✓雛人形はいつから始まったの?
✓雛人形を飾るのは何歳まで?
こんな疑問を解消します。
3月3日は雛祭り。雛祭りといえば雛人形を飾ってお祝いするのが一般的です。そもそも雛人形はなぜ飾るのでしょうか。あまりにも飾るのが当たり前すぎて、その意味までは知らない方もいるかもしれません。
また、日本で雛人形を飾る文化が始まった由来や、何歳まで飾るのが良いのかなど、意外と知らない事がたくさんあります。
このページでは、ひな祭りに雛人形を飾る意味と由来、何歳まで飾るのかなど、知っておきたい雛人形の基礎知識をご紹介します。
このページの目次
雛人形をひな祭りに飾る理由
雛祭りに欠かせない雛人形。昔と今では雛人形を取り巻く環境はかなり変わっており、誰もがイメージする大型の段飾りは滅多に見られなくなりました。そんな現代でも雛人形は根強い人気があり、多くのご家庭でライフスタイルに合う雛人形が飾られています。
雛人形とは、女の子の健やかな成長と幸せを願って飾るもの。ここから具体的にどんな役割や意味が込められているのを見ていきましょう。
幸せな結婚ができるようにという両親の祈り
まずは、雛人形における主役となる最上段、お雛様とお内裏様について。
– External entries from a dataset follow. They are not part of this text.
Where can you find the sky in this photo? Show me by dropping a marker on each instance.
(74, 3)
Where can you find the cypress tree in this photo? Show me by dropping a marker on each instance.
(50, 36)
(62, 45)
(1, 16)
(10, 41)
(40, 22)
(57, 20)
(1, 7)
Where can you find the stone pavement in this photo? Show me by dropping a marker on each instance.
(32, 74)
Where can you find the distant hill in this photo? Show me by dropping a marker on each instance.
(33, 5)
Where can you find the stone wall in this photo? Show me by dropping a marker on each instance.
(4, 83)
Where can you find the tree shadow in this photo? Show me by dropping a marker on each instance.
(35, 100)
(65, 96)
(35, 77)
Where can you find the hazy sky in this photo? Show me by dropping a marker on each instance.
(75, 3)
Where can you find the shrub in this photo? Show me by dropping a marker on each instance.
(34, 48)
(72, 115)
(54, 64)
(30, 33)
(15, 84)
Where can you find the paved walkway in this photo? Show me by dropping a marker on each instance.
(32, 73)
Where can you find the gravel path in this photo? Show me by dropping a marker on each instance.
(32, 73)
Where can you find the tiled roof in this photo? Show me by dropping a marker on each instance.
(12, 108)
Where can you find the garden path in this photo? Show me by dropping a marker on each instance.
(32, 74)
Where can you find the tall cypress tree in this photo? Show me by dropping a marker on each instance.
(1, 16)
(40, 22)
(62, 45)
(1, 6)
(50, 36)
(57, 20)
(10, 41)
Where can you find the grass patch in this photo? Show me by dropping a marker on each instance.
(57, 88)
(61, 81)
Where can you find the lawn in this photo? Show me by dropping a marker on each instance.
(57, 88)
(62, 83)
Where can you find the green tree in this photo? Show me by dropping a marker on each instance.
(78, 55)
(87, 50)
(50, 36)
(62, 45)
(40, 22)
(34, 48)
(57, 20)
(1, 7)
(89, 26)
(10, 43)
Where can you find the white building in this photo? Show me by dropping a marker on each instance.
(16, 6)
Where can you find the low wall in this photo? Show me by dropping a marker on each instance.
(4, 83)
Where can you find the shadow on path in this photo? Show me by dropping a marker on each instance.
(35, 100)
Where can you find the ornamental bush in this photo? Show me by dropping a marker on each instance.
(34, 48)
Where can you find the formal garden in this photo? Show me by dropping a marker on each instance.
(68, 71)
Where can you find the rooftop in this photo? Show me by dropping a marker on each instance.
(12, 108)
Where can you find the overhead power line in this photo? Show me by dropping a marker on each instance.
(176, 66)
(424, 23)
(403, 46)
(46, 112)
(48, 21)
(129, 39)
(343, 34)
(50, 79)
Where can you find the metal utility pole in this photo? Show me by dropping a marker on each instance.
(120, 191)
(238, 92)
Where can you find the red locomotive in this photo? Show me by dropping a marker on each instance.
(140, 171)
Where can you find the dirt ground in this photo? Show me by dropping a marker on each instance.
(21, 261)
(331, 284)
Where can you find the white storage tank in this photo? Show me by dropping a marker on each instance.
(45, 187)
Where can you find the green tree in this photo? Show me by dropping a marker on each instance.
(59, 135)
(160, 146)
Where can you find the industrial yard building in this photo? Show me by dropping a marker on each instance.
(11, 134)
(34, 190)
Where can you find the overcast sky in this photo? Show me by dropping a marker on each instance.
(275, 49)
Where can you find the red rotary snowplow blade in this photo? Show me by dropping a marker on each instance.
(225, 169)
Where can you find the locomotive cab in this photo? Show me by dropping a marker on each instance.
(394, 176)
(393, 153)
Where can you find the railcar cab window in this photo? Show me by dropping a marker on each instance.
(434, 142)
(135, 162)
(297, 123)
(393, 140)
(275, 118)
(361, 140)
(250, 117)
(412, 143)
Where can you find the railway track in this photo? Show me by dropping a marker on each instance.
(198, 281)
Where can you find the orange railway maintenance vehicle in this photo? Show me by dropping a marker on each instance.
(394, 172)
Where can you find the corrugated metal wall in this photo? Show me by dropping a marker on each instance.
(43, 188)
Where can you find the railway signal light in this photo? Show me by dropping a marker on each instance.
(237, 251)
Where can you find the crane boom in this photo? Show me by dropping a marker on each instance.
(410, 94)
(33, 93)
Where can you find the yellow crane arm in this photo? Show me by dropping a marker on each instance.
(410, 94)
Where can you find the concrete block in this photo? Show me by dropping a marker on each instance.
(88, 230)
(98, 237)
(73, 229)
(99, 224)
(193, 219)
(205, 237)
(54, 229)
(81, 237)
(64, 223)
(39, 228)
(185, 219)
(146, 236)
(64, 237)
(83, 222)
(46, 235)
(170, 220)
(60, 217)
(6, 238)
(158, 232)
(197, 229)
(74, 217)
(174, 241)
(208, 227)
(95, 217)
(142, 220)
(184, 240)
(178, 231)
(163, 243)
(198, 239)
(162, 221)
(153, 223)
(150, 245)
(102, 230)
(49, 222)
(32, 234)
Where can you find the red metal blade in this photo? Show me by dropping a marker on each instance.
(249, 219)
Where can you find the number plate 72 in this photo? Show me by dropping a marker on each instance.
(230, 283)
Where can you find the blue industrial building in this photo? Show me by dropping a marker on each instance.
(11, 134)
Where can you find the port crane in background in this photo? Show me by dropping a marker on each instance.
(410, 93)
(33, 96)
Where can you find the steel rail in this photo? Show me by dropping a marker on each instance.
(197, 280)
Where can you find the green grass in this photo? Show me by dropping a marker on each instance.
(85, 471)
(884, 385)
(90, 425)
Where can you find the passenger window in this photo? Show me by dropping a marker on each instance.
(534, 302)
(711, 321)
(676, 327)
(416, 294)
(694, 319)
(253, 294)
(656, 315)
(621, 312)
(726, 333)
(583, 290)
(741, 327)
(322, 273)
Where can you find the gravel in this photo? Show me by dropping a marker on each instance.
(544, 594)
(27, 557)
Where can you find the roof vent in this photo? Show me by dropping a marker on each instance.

あの場面は、天皇陛下と皇后陛下の「結婚式」を模したものです。向かって左側のお内裏様が天皇陛下で、右側のお雛様が皇后陛下にあたります。
そこには、「我が子が天皇陛下と皇后陛下のように幸せな結婚をしてほしい」という、娘の幸せを願う両親の祈りが込められています。
当初は貴族の間で行われていた雛人形の風習が、一般の人々にも広がっても宮中の結婚式モデルは変わりませんでした。
昔より結婚や恋愛の形が多様化してはいても、やはり親が願うのは子供の幸せ。時代が変わろうとこの想いだけは不変ということなのでしょう。
雛人形のモデルについては下記の記事をご覧ください▼
五人囃子?三人官女?…彼等はそもそも何者?【雛人形の登場人物15人を紹介】
持ち主の厄を引き受ける身代わり人形
雛人形は幸せな結婚を祈ること以外にも、持ち主(娘)の”身代わり”となって厄を引き受ける役割を担っています。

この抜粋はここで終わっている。